Mendengar hal itu Roki hanya terdiam, sembari menatap ke bawah dengan rasa takut. Sementara itu kawanan tengkorak hitam terus menembaki mereka berdua tiada henti. Gadis kecil itu terus menutup telinganya, sembari bersender di samping senjata miliknya. Dia pun berusaha bangkit, lalu meraih senjata PM100 miliknya. Setelah itu dia paksakan dirinya, menghadap musuh yang sedang tadi menembaki mereka berdua.
Rasa takut kerukir jelas pada raut wajahnya, lalu ia bidik senjata tersebut kepada salah satu diantara mereka. Kemudian dia tarik pelatuk tersebut, sembari meneteskan air mata.
Door!
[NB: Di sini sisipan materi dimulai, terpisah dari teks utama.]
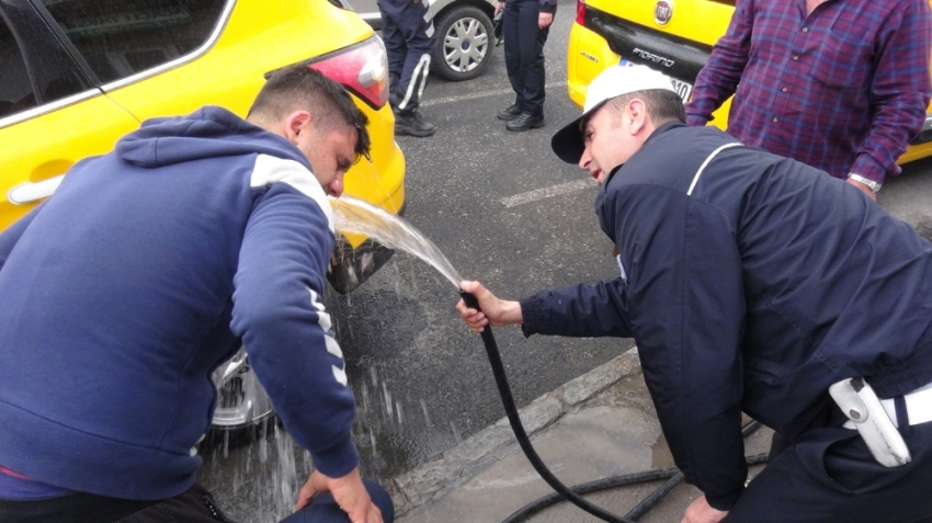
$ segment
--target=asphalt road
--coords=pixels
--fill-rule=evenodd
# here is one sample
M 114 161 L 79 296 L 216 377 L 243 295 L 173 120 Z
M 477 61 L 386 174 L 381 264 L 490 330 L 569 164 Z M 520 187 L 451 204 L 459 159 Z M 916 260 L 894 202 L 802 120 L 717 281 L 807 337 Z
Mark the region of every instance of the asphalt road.
M 510 133 L 496 112 L 513 102 L 502 47 L 486 73 L 462 83 L 432 77 L 421 106 L 430 138 L 398 137 L 408 161 L 405 218 L 464 278 L 519 298 L 550 285 L 614 277 L 612 245 L 592 211 L 595 184 L 560 162 L 549 139 L 579 114 L 566 92 L 575 1 L 560 0 L 545 47 L 547 125 Z M 908 166 L 880 204 L 932 235 L 932 163 Z M 360 405 L 354 436 L 363 473 L 389 478 L 503 416 L 479 338 L 458 319 L 455 286 L 407 253 L 339 300 L 339 330 Z M 523 338 L 496 330 L 515 400 L 537 396 L 632 346 L 630 340 Z M 270 430 L 275 430 L 274 428 Z M 277 521 L 306 478 L 308 459 L 279 459 L 284 437 L 204 445 L 200 480 L 240 521 Z M 281 455 L 287 455 L 284 453 Z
Door!
Dua tembakan berhasil mengenai kepala dan pundak, dua diantara mereka. Melihat aksinya, membuat kedua mata Roki tak berkedip lalu dia menampar wajahnya sendiri hingga memerah. Setiap tamparannya, dia terus meyakinkan dirinya sendiri agar berani memegang senapannya. Namun rasa takut masih melekat pada dirinya, sedangkan gadis kecil itu terus menembak dengan gagahnya. Meskipun air mata terus menetes, Angela terus memberikan perlawanan.
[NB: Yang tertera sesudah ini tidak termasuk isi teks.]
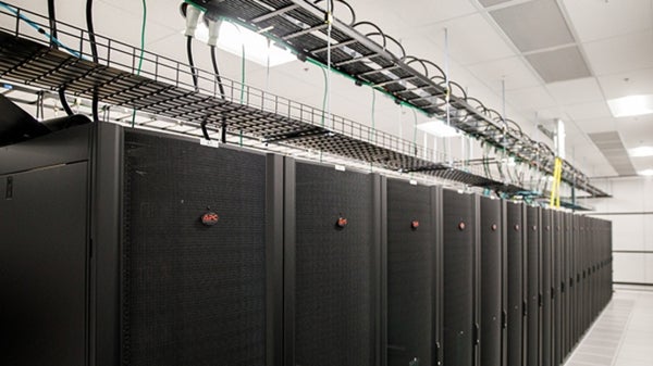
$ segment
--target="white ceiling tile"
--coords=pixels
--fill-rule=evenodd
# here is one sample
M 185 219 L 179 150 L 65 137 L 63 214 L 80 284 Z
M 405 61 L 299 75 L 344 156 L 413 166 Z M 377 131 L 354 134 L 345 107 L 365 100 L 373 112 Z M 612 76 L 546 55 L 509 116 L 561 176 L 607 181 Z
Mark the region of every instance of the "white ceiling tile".
M 605 98 L 653 94 L 653 68 L 600 76 Z
M 562 0 L 581 42 L 627 35 L 653 26 L 651 0 Z
M 653 31 L 583 43 L 595 75 L 653 68 Z
M 617 122 L 613 117 L 576 121 L 576 125 L 586 134 L 604 132 L 617 129 Z
M 574 42 L 560 9 L 552 0 L 527 1 L 491 11 L 490 15 L 522 52 Z
M 513 0 L 478 0 L 483 7 L 490 8 L 494 5 L 498 5 Z
M 593 77 L 547 84 L 546 88 L 560 105 L 604 100 L 599 83 Z
M 444 28 L 448 30 L 449 56 L 463 65 L 515 55 L 494 27 L 479 13 L 424 27 L 421 34 L 445 49 Z
M 489 61 L 469 66 L 469 71 L 478 78 L 501 89 L 501 81 L 505 80 L 506 90 L 535 87 L 541 81 L 520 58 L 509 58 Z
M 379 7 L 380 1 L 373 1 Z M 390 7 L 396 11 L 399 17 L 411 25 L 435 24 L 443 21 L 475 13 L 477 10 L 469 1 L 460 0 L 439 0 L 421 1 L 419 4 L 406 3 L 396 0 L 383 0 L 385 11 Z
M 544 83 L 590 77 L 592 73 L 577 46 L 526 55 Z
M 540 110 L 556 105 L 543 87 L 506 91 L 506 101 L 520 111 Z
M 605 101 L 565 105 L 565 111 L 574 121 L 612 117 Z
"Apa yang kamu lakukan nak? Kamu tidak malu pada Angela, yang sudah memberikan perlawanan sejak tadi?! Ayo angkat senjatamu dan balas mereka, apa kamu tidak ingin pulang?!"
Mendengar perkataan Sang Profesor Roki pun sadar, lalu dia meraih senjata miliknya. Setelah itu, dia mulai menembaki sekawanan Black Skull dengan berani. Walau ia menggunakan M1 Garand, bidikannya berhasil mengenai empat diantara mereka. Di sisi yang lain, para tengkorak hitam kewalahan akibat serangan balasan dari mereka berdua. Perisai yang mengintari rumah tersebut, membuat mereka merasa kesulitan untuk menangkap bahkan melubangi kepala mereka berdua.
Pimpinan mereka pun semakin geram, lalu dia memerintahkan salah satu anak buahnya untuk masuk ke dalam tank. Kemudian dia meminta, agar menghancurkan pelindung tersebut dengan sinar penghancur, dalam kekuatan maksimum. Lalu secara perlahan energi mulai terkumpul, membentuk sebuah bola meriam yang di padatkan berenergi listrik. Setelah energi itu terkumpul, tank itu langsung menembakkan sinar penghancur hingga mengenai pelindung tersebut.
Daya ledakan yang cukup tinggi, membuat mereka berdua terdorong. Beruntung sebuah dinding telah menahan mereka berdua, sehingga tidak terjatuh. Kini mereka menatap tank tersebut, dengan rasa gemetar. Mereka berdua berjalan, memegang senapan dengan gemetar. Serangan tersebut, telah membuat mental mereka menjadi ciut. Kemudian Roki menampar wajahnya sendiri, dengan cukup keras lalu dia berlari dan kembali ke posisi untuk bersiap melakukan serangan balasan.